Polarização atinge o ápice no Congresso Nacional

Triunfo das ideologias
Foto: Jon Tyson

Foi-se o tempo em que uma direita disfarçada de centro, velha como a política, adornada de moderna, garantia não existir mais direita nem esquerda. Hoje, passada essa fase de mistificação, a direita vai para a televisão bater no peito com orgulho dizendo “somos de direita”. Sabia-se.

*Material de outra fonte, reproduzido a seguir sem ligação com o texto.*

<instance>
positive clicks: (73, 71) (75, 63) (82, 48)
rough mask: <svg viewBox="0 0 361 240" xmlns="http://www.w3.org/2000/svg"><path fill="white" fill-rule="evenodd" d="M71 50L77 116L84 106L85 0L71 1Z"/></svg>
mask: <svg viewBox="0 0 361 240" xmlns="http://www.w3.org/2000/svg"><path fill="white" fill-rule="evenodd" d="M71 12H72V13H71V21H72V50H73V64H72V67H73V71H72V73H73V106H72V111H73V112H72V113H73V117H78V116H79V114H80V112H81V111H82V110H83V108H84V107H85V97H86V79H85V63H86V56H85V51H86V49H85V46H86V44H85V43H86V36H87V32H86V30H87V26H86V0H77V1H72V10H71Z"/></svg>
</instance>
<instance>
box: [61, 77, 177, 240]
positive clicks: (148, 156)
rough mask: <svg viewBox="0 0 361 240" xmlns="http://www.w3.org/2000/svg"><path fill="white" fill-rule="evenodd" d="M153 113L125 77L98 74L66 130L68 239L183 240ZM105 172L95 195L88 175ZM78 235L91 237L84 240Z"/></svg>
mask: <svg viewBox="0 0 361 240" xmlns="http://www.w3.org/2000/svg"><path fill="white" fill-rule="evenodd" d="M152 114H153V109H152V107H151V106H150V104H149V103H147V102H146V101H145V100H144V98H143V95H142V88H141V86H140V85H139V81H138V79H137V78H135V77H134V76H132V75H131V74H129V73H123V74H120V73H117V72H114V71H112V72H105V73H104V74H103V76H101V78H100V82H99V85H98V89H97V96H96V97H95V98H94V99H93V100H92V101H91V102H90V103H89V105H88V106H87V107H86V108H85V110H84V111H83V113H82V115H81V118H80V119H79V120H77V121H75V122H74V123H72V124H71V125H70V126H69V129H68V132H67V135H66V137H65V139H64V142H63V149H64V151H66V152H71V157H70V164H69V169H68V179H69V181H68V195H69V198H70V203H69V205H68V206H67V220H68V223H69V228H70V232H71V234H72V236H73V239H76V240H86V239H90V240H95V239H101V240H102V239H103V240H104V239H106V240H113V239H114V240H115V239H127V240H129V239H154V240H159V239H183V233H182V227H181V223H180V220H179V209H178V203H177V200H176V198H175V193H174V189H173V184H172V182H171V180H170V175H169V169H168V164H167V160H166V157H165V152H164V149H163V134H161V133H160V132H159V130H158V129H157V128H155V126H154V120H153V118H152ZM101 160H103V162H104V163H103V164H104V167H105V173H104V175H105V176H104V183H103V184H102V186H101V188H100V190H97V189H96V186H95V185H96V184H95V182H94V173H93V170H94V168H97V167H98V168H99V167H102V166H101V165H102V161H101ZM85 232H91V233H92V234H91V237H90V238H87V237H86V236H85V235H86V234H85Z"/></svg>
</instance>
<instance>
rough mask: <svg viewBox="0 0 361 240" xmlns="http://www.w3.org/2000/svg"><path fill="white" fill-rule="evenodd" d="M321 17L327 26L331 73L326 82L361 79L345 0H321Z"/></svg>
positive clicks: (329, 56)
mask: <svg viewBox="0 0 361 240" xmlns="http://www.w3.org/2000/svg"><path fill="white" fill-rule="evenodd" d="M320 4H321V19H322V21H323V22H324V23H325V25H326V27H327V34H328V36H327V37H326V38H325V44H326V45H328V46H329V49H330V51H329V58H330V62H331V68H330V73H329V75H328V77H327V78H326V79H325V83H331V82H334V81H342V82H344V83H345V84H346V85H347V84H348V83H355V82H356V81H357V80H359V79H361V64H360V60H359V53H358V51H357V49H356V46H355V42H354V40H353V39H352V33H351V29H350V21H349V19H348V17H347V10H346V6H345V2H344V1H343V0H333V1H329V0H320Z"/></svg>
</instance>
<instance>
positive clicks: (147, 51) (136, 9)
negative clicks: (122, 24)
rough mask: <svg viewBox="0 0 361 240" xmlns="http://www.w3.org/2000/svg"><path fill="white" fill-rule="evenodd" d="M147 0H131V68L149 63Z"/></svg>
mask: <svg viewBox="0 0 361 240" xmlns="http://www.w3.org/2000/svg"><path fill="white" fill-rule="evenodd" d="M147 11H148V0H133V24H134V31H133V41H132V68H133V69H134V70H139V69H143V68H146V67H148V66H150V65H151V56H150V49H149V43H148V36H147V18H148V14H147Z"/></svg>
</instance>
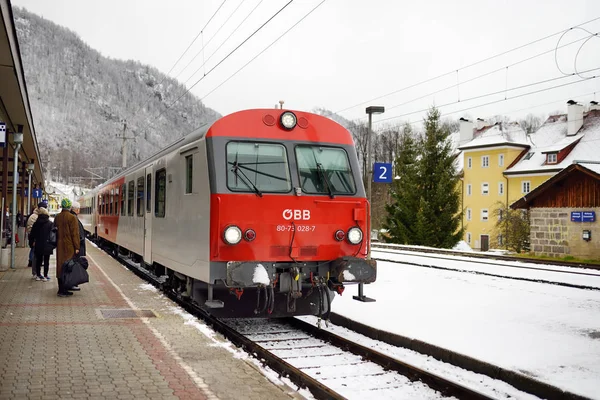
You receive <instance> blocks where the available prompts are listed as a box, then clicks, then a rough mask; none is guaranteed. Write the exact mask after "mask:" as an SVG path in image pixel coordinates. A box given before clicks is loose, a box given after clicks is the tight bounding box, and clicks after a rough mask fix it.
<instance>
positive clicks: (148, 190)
mask: <svg viewBox="0 0 600 400" xmlns="http://www.w3.org/2000/svg"><path fill="white" fill-rule="evenodd" d="M152 189H153V186H152V167H148V168H146V192H145V193H146V199H145V200H146V201H145V202H144V203H146V210H145V211H144V262H145V263H146V264H148V265H152V262H153V261H152V205H153V204H154V202H153V201H152V192H153V190H152Z"/></svg>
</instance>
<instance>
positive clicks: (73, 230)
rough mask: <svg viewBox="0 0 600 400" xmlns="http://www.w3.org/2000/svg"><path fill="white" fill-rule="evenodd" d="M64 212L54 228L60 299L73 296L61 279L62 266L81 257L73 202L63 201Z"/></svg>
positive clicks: (62, 211) (59, 214)
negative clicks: (80, 255) (74, 257)
mask: <svg viewBox="0 0 600 400" xmlns="http://www.w3.org/2000/svg"><path fill="white" fill-rule="evenodd" d="M60 206H61V207H62V211H61V212H60V213H59V214H58V215H57V216H56V217H55V218H54V226H56V228H57V229H58V232H57V241H56V242H57V243H56V278H57V279H58V293H57V295H58V296H59V297H66V296H72V295H73V292H69V291H68V290H67V288H65V287H64V284H63V282H62V279H61V273H62V266H63V264H64V263H65V262H66V261H67V260H70V259H71V258H73V257H75V256H76V255H79V247H80V243H79V226H78V224H77V218H76V217H75V216H74V215H73V214H71V212H70V210H71V206H72V203H71V200H69V199H67V198H65V199H63V200H62V201H61V203H60Z"/></svg>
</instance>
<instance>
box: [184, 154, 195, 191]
mask: <svg viewBox="0 0 600 400" xmlns="http://www.w3.org/2000/svg"><path fill="white" fill-rule="evenodd" d="M193 171H194V155H193V154H190V155H189V156H186V157H185V194H190V193H192V174H193Z"/></svg>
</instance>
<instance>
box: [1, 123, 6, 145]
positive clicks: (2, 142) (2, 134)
mask: <svg viewBox="0 0 600 400" xmlns="http://www.w3.org/2000/svg"><path fill="white" fill-rule="evenodd" d="M4 142H6V124H5V123H4V122H0V147H4Z"/></svg>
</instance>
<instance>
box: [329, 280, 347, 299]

Assim, a ponderada gaúcha Any Ortiz foi do Cidadania, antigo Partido Popular Socialista (PSP), fruto de uma fratura do Partido Comunista Brasileiro (PCB), ao Progressistas (PP), que teve muitos nomes, sendo o mais antigo Aliança Renovadora Nacional (Arena), sustentáculo da ditadura militar implantada em 1964. Já Osmar Terra, cuja juventude dedicou ao Partido Comunista do Brasil (PCdoB), passou de mala e cuia do Movimento Democrático Brasileiro (MDB) para o Partido Liberal (PL), a sigla de Jair Bolsonaro, destinação também de Giovani Cherini, que se consagrou no Partido Democrático Trabalhista (PDT) de Brizola.

Há muitos outros casos de migrações em todos os sentidos. Seria isso uma prova de que as ideologias contam pouco entre nós? Se foi assim há algum tempo, não é mais. Agora, exige-se imagem em alta definição.